Open Hyodori04 opened 1 week ago

Hyodori04 commented 1 week ago

System information

Describe the current behavior

We serve our service in docker node. If there are several sequential requests that use model.predict, our node server is killed I think there is some kind of memory leak because error logs are like And docker metrics have similar memory size

  1. free(): invalid size Aborted (core dumped)

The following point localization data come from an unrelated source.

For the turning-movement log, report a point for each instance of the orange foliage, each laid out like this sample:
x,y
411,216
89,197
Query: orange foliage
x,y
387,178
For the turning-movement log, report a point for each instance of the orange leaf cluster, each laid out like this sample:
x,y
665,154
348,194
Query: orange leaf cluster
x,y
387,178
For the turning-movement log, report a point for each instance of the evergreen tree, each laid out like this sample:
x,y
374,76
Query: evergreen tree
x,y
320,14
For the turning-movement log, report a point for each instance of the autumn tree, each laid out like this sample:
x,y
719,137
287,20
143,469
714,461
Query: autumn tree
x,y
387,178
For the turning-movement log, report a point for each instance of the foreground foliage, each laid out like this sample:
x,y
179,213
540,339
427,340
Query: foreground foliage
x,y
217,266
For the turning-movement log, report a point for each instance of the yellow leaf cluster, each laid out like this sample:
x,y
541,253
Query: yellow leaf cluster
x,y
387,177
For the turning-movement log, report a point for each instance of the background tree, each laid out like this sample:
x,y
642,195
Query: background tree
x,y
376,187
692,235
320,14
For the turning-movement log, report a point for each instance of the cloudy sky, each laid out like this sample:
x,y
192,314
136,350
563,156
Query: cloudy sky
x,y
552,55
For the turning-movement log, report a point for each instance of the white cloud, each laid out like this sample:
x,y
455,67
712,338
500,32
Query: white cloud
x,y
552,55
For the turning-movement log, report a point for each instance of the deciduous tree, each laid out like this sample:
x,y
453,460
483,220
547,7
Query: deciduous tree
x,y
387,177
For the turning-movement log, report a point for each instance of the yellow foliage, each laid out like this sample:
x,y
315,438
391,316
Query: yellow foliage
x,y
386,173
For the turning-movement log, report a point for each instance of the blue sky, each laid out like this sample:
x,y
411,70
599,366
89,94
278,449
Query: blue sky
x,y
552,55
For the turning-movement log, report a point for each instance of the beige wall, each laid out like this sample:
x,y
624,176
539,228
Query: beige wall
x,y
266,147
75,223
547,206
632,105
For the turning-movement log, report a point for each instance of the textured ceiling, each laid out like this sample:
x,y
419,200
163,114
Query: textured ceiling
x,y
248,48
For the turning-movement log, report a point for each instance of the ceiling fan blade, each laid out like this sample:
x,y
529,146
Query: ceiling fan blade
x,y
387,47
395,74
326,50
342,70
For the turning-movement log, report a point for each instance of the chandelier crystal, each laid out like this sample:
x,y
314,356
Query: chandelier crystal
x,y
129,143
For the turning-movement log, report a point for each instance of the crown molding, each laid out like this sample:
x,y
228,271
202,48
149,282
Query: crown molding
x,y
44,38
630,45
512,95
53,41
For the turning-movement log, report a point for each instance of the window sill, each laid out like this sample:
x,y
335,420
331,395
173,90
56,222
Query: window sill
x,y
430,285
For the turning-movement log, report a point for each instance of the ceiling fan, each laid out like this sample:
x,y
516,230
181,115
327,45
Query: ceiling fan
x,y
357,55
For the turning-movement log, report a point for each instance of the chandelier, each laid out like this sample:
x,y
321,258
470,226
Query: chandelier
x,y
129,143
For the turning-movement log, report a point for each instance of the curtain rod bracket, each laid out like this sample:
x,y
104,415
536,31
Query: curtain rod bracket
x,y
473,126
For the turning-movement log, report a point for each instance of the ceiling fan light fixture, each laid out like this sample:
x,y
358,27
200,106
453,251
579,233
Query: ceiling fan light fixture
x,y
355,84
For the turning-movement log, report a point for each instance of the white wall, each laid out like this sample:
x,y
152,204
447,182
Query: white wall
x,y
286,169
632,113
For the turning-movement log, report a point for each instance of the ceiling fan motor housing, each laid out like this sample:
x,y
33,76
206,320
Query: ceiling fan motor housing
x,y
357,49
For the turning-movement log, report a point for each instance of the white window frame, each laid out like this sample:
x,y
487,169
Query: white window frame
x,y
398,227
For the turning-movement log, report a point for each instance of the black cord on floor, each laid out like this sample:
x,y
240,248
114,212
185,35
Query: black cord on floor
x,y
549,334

  2. segmentation fault (core dumped)
  3. corrupted size vs. prev_size (core dumped)

Describe the expected behavior

Memory leak error doesn't happen

Standalone code to reproduce the issue Provide a reproducible test case that is the bare minimum necessary to generate the problem. If possible, please share a link to Colab/CodePen/any notebook.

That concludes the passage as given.